Но и осень, увы, не принесла никакого оживления в мою жизнь. Обычно каждый сентябрь начинались суета в клубе, толкотня в издательствах. А теперь — словно этого и не было никогда — клуб сгорел, издательства исчезли. И именно мы все это смели заодно с ненавистным строем — так что жаловаться не на кого, увы!
Писатель Грушин пригласил меня на свой юбилей, но проходило это далеко уже не в ресторане, а почему-то в Доме санитарного просвещения.
— А вот и наш классик! — воскликнул Грушин, только я появился в конце практически пустого зала... Делать нечего, радостно улыбаясь, я направился к сцене, и вдруг Грушин сказал: — Он болен, очень болен.

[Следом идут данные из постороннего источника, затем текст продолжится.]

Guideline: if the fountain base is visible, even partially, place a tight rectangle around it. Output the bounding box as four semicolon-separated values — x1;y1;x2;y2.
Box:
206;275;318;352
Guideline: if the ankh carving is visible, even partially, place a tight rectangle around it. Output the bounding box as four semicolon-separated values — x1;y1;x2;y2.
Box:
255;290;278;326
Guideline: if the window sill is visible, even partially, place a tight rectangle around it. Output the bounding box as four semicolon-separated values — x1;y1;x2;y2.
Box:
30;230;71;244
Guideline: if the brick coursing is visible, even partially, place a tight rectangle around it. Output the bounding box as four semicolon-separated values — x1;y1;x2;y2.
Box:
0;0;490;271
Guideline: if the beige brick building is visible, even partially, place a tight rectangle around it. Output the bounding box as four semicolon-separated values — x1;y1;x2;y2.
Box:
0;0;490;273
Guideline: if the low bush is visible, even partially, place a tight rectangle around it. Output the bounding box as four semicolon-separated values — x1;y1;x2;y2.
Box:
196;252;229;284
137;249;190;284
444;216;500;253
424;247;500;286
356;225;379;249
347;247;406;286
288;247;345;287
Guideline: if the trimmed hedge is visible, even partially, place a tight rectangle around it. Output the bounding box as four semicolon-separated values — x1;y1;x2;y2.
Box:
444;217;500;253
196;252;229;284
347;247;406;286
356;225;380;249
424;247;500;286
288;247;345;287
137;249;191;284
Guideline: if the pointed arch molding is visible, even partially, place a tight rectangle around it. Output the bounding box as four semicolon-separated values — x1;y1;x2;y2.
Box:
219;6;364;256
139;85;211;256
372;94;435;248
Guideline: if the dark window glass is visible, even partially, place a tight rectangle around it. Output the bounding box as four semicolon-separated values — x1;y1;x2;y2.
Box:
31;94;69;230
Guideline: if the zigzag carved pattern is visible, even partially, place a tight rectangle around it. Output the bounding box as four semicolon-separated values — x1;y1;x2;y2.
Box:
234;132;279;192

И приехал издалека! Он болен, но нашел-таки силы прийти! Поприветствуем его!
Я так и застыл с ногой — поднятой, чтобы войти на сцену... Почему это я «очень болен», черт возьми?! И почему это я «приехал издалека»? Так надо Грушину, чтобы показать, что даже очень больные люди буквально приползают на его юбилей! Черт знает что нынче делается для того, чтобы удержаться на поверхности, — и все, зная мое слабоволие, пользуются этим. Ну, ладно уж. Я болезненно закашлялся, лишь бы Грушину было хорошо. Даже когда приезжал с друзьями на юг, и там чувствовал неловкость, что горы не такие уж высокие, а море не такое уж синее — словно я в этом виноват!
— К сожалению, ему надо идти! — вдруг объявил Грушин, только я взялся за скромный бутерброд.
Куда это мне «надо идти»? Видимо, в могилу. И, судя по окружающей меня жизни, — верный адрес. Словно исчезло все, что я за жизнь свою сделал. Хочешь — начинай все сначала!.. Но хотел ли этого я?
Я зашел к критику Ширшовичу — пусть объяснит.
— Читал «Флаги на башнях»? — вдруг спросил Ширшович, выслушав жалобы.
— «Флаги на башнях»? — Видимо, он тоже считает, что мне надо начинать образование сначала. — Конечно, читал. Но только в детстве. А что такое?
— Критик Примаренков блистательно доказал, что колония трудных подростков, о которой пишет Макаренко, якобы педагог, на самом деле была притоном гомосексуалистов для высших правителей страны!
— Как? — Я даже подскочил. — Но Макаренко же их перевоспитывал!..
— В правильном ключе!
Вот как развивается сейчас литературоведение — семимильными шагами!
— М-да.. И кто же... гомосексуалист... туда приезжал?
— Буквально все! Калинин! Бухарин! Без сомнения — Ежов. Конечно же, Максим Горький, ну, это подтверждается даже документально. Вот так.
— И... что?
— И то! Поэтому книги Макаренко выходили миллионным тиражом!
— М-да. А мы-то здесь при чем?
— При том же! Те же самые флаги на тех же башнях!